Datei:Fatah Flag.svg Fatah

Flag of Hamas.svg Hamas
Islamischer Dschihad in Palästina
Coat of arms of the Palestinian National Authority Palästinensische Autonomiebehörde

Als Operation Schutzschild (hebräisch מִבְצָע חוֹמַת מָגֵן, Miwza Chomat Magen) wird eine militärische Operation der israelischen Armee im Westjordanland bezeichnet. Sie begann am 29. März 2002 und führte zur Wiederbesetzung der unter palästinensischen Autonomieverwaltung stehenden Städte. Ziel der Operation war es, weitere palästinensische Attentate zu verhindern. Sie fand während der Zweiten Intifada statt.

Vorgeschichte

Die Gespräche zwischen dem israelischen Ministerpräsidenten Ehud Barak und dem Präsidenten der palästinensischen Autonomiebehörde Jassir Arafat in Camp David endeten am 25. Juli 2000 ergebnislos. Daraufhin brach Ende September 2000 ein als Zweite Intifada bezeichneter gewaltsamer Konflikt zwischen Palästinensern und israelischen Sicherheitskräften aus. Am 27. März 2002 wurden bei einem Selbstmordattentat zweiundzwanzig Menschen im Park Hotel in Netanja während des Sederabends, an dem 250 Gäste teilnahmen, getötet und weitere 140 verletzt.[1][2] Die Hamas übernahm die Verantwortung für den Anschlag. Der Attentäter war ein von Israel gesuchtes Hamas-Mitglied aus Tulkarem. Am 28. März 2002 erschoss ein Palästinenser eine vierköpfige jüdische Familie in Elon Moreh im Westjordanland, tags darauf wurden im Gazastreifen zwei Israelis erstochen und am Nachmittag des gleichen Tages sprengte sich eine Palästinenserin in Westjerusalem in die Luft und riss zwei Menschen mit in den Tod.[3]

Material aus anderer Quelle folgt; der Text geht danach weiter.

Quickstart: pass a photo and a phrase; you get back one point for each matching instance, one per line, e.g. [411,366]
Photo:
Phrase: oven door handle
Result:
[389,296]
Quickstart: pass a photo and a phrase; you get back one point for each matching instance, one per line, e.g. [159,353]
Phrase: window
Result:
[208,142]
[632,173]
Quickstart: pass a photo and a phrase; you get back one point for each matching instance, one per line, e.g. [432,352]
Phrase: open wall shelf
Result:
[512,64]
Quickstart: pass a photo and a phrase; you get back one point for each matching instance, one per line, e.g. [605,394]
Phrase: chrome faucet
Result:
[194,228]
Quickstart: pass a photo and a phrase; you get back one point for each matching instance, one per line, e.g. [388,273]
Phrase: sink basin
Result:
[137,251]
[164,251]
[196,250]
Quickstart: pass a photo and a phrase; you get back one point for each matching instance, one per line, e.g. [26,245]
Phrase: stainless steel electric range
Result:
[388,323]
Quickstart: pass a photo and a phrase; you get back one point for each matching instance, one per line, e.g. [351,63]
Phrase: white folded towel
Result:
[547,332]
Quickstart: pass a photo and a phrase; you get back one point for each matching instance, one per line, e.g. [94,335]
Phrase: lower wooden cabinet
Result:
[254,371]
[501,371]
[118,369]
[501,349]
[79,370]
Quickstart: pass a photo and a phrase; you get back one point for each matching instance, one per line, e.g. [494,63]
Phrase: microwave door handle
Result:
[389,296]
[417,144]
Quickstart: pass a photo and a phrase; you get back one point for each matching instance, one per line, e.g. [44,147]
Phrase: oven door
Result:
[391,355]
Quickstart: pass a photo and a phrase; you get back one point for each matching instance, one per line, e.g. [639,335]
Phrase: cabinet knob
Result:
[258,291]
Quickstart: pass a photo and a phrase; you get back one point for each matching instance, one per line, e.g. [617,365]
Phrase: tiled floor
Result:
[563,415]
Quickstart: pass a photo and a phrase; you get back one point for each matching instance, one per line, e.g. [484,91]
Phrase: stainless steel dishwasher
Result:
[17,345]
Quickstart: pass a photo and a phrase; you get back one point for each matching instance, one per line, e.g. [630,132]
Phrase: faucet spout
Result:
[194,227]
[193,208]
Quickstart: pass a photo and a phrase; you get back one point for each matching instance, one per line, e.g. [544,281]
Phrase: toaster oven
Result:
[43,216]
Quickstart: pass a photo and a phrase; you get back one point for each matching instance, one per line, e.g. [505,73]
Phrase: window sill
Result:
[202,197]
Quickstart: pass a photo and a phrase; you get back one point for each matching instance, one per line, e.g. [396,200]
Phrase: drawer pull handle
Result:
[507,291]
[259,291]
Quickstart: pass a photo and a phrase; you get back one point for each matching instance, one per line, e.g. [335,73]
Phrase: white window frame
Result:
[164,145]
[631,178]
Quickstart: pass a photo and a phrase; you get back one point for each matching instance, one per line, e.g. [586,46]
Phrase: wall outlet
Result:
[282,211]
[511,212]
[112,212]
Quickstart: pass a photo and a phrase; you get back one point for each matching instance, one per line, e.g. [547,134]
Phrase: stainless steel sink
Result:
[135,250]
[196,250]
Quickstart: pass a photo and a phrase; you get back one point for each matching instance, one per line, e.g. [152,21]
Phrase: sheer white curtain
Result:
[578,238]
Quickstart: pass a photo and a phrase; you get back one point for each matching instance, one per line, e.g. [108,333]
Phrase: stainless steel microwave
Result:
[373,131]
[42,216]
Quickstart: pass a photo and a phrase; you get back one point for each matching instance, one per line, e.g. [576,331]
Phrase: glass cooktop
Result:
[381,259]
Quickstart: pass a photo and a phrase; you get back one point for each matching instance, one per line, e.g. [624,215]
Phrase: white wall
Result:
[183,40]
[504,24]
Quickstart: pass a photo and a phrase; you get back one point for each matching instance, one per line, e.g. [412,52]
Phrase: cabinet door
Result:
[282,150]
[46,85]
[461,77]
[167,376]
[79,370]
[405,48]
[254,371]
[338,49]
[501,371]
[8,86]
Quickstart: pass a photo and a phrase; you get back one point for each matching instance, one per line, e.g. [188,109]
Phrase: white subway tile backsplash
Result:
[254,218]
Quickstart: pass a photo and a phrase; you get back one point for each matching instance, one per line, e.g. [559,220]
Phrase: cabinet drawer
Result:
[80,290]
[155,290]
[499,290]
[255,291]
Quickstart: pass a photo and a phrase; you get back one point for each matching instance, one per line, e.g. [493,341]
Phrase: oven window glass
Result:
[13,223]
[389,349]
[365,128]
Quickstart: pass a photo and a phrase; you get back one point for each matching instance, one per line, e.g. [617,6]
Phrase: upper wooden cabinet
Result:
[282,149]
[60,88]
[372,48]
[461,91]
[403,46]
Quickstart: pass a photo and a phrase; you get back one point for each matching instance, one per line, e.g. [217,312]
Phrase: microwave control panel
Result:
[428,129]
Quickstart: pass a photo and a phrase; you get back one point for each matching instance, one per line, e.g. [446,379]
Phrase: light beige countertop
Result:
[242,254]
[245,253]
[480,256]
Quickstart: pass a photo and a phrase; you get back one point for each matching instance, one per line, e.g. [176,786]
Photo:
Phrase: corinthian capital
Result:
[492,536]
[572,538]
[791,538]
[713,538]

In der auf den Anschlag von Netanja folgenden Nacht gab Premierminister Ariel Sharon und sein Sicherheitskabinett grünes Licht für die Operation Schutzschild.[4]

Beginn

Als Reaktion auf den Anschlag von Netanja besetzte die israelische Armee am 29. März 2002 Teile des Amtssitzes von Jassir Arafat zwischen Bir Zait und Ramallah. Zuvor hatte der israelische Ministerpräsident Ariel Scharon erklärt, Jassir Arafat sei ein Feind Israels, weil er sich weigere, den Terrorismus zu bekämpfen. Deshalb solle er isoliert, aber nicht verletzt oder getötet werden. Die Muqataa wurde dabei teilweise zerstört[5] und Arafat in einem befestigten Gebäude festgesetzt. Bei Durchsuchungen in der Muqataa wurden Waffen gefunden, die den Palästinensern nach den Verträgen von Oslo verboten waren.[6]

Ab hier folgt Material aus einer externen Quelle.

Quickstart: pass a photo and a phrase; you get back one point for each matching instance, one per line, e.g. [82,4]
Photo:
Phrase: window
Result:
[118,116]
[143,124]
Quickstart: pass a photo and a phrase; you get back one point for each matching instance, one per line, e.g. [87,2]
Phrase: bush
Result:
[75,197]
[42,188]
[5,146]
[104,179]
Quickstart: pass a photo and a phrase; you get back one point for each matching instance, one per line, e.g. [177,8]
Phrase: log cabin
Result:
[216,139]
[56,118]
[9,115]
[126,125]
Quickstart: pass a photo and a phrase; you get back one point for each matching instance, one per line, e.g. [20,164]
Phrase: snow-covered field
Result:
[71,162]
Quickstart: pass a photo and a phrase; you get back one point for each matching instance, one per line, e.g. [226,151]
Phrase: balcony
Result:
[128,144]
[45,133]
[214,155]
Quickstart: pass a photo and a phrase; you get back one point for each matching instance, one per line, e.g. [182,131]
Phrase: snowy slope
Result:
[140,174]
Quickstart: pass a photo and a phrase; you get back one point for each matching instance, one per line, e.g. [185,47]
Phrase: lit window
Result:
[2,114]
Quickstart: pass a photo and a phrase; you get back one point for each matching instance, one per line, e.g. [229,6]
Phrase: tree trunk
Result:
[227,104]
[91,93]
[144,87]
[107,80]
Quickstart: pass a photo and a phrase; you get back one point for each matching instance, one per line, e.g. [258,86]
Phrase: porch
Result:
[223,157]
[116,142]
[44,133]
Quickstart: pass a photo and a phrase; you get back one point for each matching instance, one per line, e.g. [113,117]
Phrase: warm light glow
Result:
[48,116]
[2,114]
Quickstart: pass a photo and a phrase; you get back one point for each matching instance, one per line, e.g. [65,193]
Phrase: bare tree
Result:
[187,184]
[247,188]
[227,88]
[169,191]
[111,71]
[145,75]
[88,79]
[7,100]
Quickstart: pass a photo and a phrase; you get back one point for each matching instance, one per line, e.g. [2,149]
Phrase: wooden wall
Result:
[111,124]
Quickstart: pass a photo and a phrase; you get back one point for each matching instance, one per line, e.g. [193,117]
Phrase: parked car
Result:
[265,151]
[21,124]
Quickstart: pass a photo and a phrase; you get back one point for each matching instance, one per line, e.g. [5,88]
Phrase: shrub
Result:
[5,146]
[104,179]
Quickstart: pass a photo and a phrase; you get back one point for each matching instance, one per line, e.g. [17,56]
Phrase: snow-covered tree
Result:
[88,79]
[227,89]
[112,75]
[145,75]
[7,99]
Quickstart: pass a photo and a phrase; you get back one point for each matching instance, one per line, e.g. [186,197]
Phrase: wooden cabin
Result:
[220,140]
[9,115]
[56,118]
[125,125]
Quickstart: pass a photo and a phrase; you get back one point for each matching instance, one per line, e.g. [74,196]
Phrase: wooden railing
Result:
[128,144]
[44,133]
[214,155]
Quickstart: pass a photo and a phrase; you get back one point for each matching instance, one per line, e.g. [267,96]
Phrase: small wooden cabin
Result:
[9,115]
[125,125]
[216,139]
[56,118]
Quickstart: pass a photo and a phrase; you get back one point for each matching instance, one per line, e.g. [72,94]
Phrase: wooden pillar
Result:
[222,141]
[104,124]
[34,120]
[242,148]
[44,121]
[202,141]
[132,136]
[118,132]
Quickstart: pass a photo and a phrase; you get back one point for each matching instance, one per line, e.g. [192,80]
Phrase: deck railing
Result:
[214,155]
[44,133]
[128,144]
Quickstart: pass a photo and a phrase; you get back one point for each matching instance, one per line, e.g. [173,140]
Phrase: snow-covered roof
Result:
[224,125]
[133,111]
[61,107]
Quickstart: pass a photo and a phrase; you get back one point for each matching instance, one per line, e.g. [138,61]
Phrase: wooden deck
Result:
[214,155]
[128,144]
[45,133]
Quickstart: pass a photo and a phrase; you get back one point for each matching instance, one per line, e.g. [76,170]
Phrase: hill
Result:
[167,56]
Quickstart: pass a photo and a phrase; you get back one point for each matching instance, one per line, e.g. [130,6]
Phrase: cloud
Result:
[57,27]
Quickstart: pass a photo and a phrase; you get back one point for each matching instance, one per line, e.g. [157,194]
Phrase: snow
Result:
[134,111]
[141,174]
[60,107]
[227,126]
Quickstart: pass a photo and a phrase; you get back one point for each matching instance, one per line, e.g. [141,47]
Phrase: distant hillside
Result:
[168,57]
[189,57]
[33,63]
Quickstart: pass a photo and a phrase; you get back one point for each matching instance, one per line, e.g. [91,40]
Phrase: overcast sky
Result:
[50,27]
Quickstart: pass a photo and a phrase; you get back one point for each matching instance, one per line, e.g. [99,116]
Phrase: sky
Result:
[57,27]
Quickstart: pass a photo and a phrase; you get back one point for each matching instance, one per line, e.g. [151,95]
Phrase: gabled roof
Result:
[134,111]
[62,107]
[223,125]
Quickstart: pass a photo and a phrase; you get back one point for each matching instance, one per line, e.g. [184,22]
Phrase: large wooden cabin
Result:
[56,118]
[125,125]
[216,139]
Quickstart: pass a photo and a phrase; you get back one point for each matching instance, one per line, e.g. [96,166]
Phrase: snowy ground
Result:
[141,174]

Am 31. März sprengte sich in Haifa vor einem Restaurant ein Selbstmordattentäter in die Luft, tötete 14 und verletzte fast 50 Menschen. Zwei weitere Selbstmordattentate, in Efrata am gleichen und Tel Aviv am folgenden Tag, forderten nur Verletzte. Diese Anschläge ließen bei vielen Israelis die Besorgnis aufkommen, dass es nicht um die Befreiung von besetzten Gebieten gehe, sondern um die Zerstörung des Staates Israel.[7]

Weiterer Verlauf

Die israelische Armee besetzte am 1. April 2002 Tulkarem und Qalqiliya sowie einen Tag später Bethlehem. Beim Vorstoß auf die Geburtskirche stieß sie auf heftigen Widerstand. Es begann eine letztendlich 39 Tage dauernde Belagerung der Geburtskirche.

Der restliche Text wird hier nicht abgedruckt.